Lo stordimento cresceva incalzante nella sua testa, accelerando il respiro in rumorosi sibili. Il turbinio delle voci dei fratelli intorno a lui lo stava frastornando. Il loro scherzare, troppo enfatizzato. Sentiva la testa martellargli, calda, come sotto l’effetto di una forte febbre. Le risate, trascinate un po’ troppo, erano insopportabili. Le loro bocche, così rumorose. I loro sguardi, gettati verso di lui, nel patetico tentativo di coinvolgerlo, così fastidiosi; il loro odore di sudore, e Karai accanto a Mikey, e suo padre, in piedi bonario, ed ancora voci e voci e voci, come lo stridere di unghie sulla lavagna, e la loro presenza, invadente, pesante, quasi a premere sul petto, togliendogli l’aria, e rumori, rimbombi, boati lontani, suoni distorti, voci voci voci…

Lampi, e pioggia…

Il sangue.
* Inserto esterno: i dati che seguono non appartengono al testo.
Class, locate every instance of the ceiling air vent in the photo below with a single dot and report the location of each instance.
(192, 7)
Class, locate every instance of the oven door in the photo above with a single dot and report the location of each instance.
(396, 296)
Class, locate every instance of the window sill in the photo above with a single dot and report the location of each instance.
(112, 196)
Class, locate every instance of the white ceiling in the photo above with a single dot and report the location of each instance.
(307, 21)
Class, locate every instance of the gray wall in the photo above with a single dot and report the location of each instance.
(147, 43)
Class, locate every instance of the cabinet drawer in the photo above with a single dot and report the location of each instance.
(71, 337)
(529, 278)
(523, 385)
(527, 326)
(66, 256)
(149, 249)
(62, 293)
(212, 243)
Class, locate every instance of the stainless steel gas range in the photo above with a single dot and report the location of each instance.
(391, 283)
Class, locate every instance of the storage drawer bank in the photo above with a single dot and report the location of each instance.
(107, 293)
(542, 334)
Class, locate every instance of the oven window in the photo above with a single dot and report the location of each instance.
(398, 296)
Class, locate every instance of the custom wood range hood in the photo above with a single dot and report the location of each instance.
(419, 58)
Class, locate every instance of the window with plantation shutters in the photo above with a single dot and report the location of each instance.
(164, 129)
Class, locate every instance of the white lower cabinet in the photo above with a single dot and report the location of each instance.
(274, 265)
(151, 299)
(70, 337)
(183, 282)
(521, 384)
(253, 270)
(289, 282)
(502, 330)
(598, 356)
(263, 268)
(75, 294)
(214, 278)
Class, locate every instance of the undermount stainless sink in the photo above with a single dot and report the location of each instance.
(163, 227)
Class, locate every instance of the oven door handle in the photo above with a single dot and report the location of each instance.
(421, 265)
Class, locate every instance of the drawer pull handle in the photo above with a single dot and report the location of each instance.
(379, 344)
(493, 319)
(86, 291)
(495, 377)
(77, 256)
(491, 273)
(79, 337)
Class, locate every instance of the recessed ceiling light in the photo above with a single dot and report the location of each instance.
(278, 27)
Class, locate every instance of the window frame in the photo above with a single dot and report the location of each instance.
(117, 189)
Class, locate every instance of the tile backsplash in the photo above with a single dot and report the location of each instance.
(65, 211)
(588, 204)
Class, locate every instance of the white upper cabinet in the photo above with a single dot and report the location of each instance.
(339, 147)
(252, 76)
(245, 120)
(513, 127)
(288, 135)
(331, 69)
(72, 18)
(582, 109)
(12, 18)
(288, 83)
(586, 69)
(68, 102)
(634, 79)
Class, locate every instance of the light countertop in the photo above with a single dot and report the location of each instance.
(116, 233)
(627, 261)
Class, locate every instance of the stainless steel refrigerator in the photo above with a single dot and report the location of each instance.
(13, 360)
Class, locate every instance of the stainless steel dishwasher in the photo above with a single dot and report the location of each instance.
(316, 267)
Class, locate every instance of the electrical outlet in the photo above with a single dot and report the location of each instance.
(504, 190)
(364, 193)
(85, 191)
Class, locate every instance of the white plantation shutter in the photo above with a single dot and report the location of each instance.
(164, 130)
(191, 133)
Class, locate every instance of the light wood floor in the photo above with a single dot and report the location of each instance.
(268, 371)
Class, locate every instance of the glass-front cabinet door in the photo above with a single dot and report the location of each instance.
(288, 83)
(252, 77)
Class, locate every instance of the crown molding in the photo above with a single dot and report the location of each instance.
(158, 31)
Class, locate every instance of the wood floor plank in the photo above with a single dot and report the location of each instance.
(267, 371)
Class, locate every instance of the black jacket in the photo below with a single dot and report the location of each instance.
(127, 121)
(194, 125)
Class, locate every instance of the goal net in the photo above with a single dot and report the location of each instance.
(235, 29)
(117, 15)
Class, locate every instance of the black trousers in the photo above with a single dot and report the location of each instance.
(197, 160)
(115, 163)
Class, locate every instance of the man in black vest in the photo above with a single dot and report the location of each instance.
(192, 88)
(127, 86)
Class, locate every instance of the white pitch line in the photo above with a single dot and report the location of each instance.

Il dolore. Lo slancio, sulla gamba rimasta. La sua katana, impugnata a due mani, a trafiggere l’occhio del nemico, che lo guardava, stupito. Il ferro dentro le cervella molle.

Il rombo del tuono.

“Basta!”

Tutti congelarono, al suo urlo, e si girarono a guardarlo.

Leonardo si prese la testa tra le mani. Goccioline di sudore si erano condensate sulla sua fronte. Trasse un profondo respiro, poi tolse le mani, e si guardò intorno. I suoi familiari lo fissavano, in silenzio, allarmati.

“Cose succede, Leo?” chiede Donatello, alzandosi in piedi e dirigendosi verso di lui.

No! L’ultima cosa che voleva in quel momento Leonardo era farsi visitare dal fratello. Come un caso clinico, come uno dei suoi esperimenti su un vetrino. Continuare ad essere il suo paziente ammalato, il povero guerriero caduto, il soldatino nella scatola con una gamba sola, l’essere debole da curare, e compatire. Continuare a suscitare la sua pietà. Lontano, doveva stare lontano…

Tese le braccia davanti a sé.

“Niente” rispose, ancora leggermente ansimante. Il suono della sua voce lo riportò alla realtà rammentandogli chi fosse, o meglio, chi fosse stato. Leonardo, il leader, il guerriero, il fratello maggiore. Provò senso di colpa e vergogna, disgusto di sé stesso per aver ancora una volta fatto preoccupare la sua famiglia, per essersi comportato da malato, da debole, da folle.

“Io, io sono solo stanco… – cercò le stampelle, ai suoi fianchi, le afferrò con foga – Ho solo bisogno… bisogno…” Armeggiò per mettersi in piedi, il dolore s’irradiò dal moncone per tutto il corpo, quando lo mosse. Goffamente, cercando di bilanciarsi, traballante. Ridicolo.

Donatello si era fermato ad un passo da lui; adesso anche Michelangelo e Raffaello l’avevano raggiunto.

“Solo… devo solo riposare un po’…” mormorò, più a sé stesso che a loro. Gamba, stampelle, gamba, nel difficile compito di salire il gradino, bilanciando il corpo, che sembrava sempre voler cadere, mentre l’istinto gli suggeriva un appoggio che non c’era più, che non ci sarebbe più stato, per salire questi due maledetti gradini, adesso troppo alti, troppo scomodi.

Mentre si allontanava, poteva immaginare dietro di sé gli sguardi scambiati tra di loro dai fratelli, e quello abbassato di suo padre, poteva sentire dietro la sua nuca la loro compassione; ma ciò che gli bruciava il petto come fuoco, era lo sguardo morbido e dimesso, spaventato e confuso dei marroni occhi umani, che probabilmente non erano rivolti verso di lui.